In my opinion chameleons and humans have one thing in common. We change our colours in order to conform to societies “norms”.
I feel I have been a chameleon in so many phases of my life. It began in school, trying to find my place in the social food chain. I tried to change myself in order to fit in and be accepted. I thought my differences were my weaknesses. I thought looking and acting a certain way…by changing my colours I would be accepted one day into a group.
First it started of with my exterior. As an eleven year old I wore blazers, big fluffy jackets, and multicolour tights. I loved bows and sparkles. I dressed how I wanted to dress. In my sixth class photos everyone was wearing Hollister hoodies and jeans while I wore a big yellow bow in my hair, yellow jeans and a stripy blazer. I didn’t even realise I was dressed different to the rest until years later. I was confident in myself. I didn’t care what other people thought of me.
However that all changed the first day of secondary school. That morning I got up early and did my hair. I plaited it and added two butterfly clips. I was really frightened on my first day because I knew nobody. When I walked into school lots of girls were wearing mascara had straight hair and their skirts were rolled up…my skirt was so big for me it touched the floor ( that skirt lasted me 6 years !).
There was a girl near my locker and one of the first things she said to me was ‘what is in your hair’ and started laughing. I ran to the bathroom and binned the butterfly clips, took out my braids and rolled up my skirt. This was the beginning of me becoming a chameleon.
A week later I bought my first Hollister tracksuit. After that I downloaded my first form of social media, which brought on a whole new wave of pressure to look and act a certain way. Peer pressure and fitting into society’s norms is one thing in school but with social media you can multiply that pressure by 100% because you are bombarded everyday with photoshopped pictures and filtered lives which are unattainable.

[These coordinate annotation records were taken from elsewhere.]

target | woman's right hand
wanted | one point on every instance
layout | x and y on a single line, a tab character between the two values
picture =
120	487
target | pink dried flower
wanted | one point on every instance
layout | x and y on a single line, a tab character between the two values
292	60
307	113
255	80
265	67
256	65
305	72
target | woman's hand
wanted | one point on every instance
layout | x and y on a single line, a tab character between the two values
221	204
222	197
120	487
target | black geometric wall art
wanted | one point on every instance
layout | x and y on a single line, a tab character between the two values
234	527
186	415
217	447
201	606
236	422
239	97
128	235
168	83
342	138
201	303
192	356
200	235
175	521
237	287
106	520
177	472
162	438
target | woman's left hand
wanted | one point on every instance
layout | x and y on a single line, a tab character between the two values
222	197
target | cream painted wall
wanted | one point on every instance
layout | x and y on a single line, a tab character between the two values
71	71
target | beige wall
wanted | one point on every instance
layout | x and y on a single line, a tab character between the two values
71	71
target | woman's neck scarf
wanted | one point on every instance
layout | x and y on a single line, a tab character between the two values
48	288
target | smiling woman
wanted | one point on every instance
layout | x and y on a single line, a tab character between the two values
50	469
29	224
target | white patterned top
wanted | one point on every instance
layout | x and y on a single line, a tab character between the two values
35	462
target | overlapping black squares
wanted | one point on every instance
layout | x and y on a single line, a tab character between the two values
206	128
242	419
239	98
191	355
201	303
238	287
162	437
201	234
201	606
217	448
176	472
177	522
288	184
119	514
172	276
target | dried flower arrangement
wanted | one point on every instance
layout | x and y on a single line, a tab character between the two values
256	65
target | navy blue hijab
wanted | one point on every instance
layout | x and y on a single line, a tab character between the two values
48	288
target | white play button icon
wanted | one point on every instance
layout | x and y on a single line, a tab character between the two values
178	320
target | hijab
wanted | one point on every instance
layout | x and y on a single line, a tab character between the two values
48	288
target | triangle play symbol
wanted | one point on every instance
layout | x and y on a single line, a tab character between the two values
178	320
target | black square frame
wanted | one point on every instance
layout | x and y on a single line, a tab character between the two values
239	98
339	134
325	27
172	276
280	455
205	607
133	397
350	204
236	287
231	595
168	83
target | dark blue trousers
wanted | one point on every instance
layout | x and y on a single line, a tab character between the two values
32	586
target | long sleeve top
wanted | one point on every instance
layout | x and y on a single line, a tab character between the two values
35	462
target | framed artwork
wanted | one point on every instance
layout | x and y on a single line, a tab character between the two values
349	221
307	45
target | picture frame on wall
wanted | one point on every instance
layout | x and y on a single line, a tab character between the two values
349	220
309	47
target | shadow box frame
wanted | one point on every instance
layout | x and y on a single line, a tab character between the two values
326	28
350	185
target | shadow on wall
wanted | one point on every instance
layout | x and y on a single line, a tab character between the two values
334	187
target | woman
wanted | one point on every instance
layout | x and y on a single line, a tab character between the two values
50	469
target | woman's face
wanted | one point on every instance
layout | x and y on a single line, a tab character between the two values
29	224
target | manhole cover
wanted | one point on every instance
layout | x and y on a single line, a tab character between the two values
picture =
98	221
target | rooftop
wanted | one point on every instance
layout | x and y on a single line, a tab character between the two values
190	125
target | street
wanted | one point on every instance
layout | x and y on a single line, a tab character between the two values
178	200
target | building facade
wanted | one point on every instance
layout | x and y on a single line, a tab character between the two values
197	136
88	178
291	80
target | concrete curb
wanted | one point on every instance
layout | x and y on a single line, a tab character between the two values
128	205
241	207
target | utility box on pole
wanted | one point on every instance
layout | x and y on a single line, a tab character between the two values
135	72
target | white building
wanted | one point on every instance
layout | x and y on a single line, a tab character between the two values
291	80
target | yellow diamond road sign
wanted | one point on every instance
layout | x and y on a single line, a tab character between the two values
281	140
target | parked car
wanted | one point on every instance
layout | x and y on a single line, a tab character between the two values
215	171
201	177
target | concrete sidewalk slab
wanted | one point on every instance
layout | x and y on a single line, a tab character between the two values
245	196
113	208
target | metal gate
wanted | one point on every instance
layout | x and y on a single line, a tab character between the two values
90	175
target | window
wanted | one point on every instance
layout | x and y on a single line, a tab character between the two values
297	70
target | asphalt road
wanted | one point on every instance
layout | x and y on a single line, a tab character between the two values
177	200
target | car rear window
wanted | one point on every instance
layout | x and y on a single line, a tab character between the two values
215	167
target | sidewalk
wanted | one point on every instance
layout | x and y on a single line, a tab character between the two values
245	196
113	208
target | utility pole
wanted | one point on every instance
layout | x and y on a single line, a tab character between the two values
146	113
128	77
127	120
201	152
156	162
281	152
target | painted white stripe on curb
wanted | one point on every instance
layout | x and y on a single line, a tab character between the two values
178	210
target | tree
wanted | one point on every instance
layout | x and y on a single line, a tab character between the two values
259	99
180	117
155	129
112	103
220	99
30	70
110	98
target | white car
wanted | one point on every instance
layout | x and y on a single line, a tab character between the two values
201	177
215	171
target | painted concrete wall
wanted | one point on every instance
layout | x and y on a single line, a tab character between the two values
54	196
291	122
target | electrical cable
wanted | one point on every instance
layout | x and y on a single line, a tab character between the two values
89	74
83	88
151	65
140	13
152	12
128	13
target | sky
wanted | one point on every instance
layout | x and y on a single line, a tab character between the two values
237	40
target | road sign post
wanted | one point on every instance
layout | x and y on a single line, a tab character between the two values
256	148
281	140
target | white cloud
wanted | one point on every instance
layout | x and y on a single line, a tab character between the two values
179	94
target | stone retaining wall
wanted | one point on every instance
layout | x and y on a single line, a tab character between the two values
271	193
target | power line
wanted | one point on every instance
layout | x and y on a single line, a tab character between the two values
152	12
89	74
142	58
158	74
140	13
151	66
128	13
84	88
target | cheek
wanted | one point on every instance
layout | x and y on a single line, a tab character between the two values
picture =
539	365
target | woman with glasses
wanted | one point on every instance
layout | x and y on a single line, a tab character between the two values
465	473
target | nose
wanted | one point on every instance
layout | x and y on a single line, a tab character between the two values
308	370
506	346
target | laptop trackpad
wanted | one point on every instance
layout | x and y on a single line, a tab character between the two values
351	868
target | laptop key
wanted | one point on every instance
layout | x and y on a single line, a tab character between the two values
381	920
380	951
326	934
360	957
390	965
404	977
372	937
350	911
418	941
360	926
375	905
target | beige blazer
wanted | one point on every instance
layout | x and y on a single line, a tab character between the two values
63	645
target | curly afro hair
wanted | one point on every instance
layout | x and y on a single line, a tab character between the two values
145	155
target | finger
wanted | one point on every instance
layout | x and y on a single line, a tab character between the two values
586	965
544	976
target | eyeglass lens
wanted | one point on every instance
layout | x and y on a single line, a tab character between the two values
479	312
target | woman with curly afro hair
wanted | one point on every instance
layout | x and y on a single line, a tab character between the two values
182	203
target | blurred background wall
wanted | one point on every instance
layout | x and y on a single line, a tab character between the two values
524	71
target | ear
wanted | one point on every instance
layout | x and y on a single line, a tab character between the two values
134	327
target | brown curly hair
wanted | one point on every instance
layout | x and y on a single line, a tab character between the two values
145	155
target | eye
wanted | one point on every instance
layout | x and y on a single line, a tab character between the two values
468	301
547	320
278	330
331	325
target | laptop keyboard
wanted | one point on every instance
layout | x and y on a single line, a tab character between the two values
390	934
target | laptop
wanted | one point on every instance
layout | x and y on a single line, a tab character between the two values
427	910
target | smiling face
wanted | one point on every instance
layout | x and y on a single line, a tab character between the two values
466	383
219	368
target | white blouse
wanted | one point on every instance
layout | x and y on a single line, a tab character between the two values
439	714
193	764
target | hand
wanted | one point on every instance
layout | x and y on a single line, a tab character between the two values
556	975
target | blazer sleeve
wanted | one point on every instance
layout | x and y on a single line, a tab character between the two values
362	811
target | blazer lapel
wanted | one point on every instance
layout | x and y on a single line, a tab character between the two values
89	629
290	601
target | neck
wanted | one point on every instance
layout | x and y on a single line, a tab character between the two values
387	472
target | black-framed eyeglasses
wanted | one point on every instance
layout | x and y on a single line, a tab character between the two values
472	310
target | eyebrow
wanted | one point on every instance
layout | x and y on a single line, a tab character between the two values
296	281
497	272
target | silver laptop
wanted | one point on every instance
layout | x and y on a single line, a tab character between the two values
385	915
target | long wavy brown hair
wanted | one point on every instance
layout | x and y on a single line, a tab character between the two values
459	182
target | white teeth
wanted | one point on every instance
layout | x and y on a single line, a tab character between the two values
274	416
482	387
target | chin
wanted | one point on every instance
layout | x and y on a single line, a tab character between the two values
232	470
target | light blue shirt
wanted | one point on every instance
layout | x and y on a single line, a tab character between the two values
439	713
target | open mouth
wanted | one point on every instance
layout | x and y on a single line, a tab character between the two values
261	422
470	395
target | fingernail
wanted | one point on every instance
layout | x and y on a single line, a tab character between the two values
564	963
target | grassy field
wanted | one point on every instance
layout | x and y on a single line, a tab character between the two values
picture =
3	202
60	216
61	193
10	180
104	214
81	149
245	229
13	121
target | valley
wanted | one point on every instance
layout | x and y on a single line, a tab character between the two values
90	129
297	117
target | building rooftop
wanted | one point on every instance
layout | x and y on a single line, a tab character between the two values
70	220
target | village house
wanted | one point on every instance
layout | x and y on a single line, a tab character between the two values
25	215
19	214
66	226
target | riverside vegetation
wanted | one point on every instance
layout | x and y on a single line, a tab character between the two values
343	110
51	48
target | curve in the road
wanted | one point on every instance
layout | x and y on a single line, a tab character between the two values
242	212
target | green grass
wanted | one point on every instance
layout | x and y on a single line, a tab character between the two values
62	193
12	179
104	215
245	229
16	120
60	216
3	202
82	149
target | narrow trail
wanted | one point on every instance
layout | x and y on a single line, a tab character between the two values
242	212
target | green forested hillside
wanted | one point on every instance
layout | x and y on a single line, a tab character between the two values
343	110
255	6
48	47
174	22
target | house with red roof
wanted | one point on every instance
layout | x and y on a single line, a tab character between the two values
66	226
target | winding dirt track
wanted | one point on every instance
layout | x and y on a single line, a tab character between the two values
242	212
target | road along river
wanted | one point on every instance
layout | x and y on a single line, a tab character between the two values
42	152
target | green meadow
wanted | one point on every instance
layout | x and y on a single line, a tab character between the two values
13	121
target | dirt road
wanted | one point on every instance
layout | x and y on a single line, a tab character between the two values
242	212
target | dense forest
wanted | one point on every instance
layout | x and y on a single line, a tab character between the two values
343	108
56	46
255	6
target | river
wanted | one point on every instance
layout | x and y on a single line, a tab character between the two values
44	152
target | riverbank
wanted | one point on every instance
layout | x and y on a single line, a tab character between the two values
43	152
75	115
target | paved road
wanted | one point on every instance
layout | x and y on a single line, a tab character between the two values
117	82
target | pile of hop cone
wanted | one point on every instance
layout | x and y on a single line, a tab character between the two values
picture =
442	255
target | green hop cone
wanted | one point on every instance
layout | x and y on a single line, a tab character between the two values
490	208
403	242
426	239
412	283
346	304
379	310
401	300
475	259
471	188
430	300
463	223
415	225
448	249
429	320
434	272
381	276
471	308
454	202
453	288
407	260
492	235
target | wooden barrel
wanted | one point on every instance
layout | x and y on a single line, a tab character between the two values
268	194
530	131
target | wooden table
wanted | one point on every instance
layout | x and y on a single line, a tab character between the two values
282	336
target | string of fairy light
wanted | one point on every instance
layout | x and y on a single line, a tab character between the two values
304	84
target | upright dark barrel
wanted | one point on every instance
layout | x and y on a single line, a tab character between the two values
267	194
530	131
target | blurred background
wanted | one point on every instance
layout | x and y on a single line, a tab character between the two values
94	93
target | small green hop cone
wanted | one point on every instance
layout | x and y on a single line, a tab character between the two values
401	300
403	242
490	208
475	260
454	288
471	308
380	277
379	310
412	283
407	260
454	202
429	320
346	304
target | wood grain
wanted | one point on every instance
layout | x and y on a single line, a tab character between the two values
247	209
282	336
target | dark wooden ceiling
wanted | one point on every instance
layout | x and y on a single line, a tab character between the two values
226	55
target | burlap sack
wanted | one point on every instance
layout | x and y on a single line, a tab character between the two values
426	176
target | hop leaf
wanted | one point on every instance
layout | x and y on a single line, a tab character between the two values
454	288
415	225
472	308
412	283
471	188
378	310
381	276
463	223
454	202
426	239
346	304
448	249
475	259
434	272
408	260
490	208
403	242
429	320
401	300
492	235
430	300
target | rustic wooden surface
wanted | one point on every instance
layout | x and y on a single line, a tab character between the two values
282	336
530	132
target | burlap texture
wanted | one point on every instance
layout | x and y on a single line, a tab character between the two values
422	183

This is where I began to change my interior. My believes and my thought processes began to change. One of my teachers in drama school describes the negative voice in our heads as ‘the little f*****.’ The little f***** in my head began to tell me I was too fat, a failure, that I was weird and needed to change. I began looking at other girls’ instagram accounts and tried to copy the way they posed and dressed. I started following extreme diets and I began to strive for perfection in everything I did. I was changing my colours so often in the hope of acceptance that I forgot what colours I started with. I began to lose sight of who I was.
We all do it, consciously or subconsciously, I think it is a form of survival. From another perspective, I found it hard to watch others turn into chameleons. I had a friend who when were together alone she was funny and kind. She was incredibly intelligent and beautiful. However when we were with this certain group of people her colours changed. She turned into a completely different person. She pretended like she didn’t know me in front of them, and slowly she just cut me off. I think for me the hardest part about this was the sense that I was grieving someone I thought I knew.
I believe one of the fundamental reasons people change their colours so often is because we crave acceptance, love and friendship. When we are embarking on these new relationships, our minds begin to predict what we think other people will like, and we start to listen to the “little f*****”. This saddens me because I believe our unique colours is what makes society beautiful. Without diversity in religion, race, sexuality etc our world would be incredibly bland. We shouldn’t live in fear that we won’t be accepted into society or a group of friends because at the end of the day we are all in the same boat….we are all different !
I believe that the people in this world who spew hatred and are unaccepting towards others, may themselves not be accepting their own true colours. It can be hard to accept others when you can’t accept yourself.
…So now if I could go back and give my younger self advice I would tell her to take those butterfly clips out of the bin and put them back in your hair.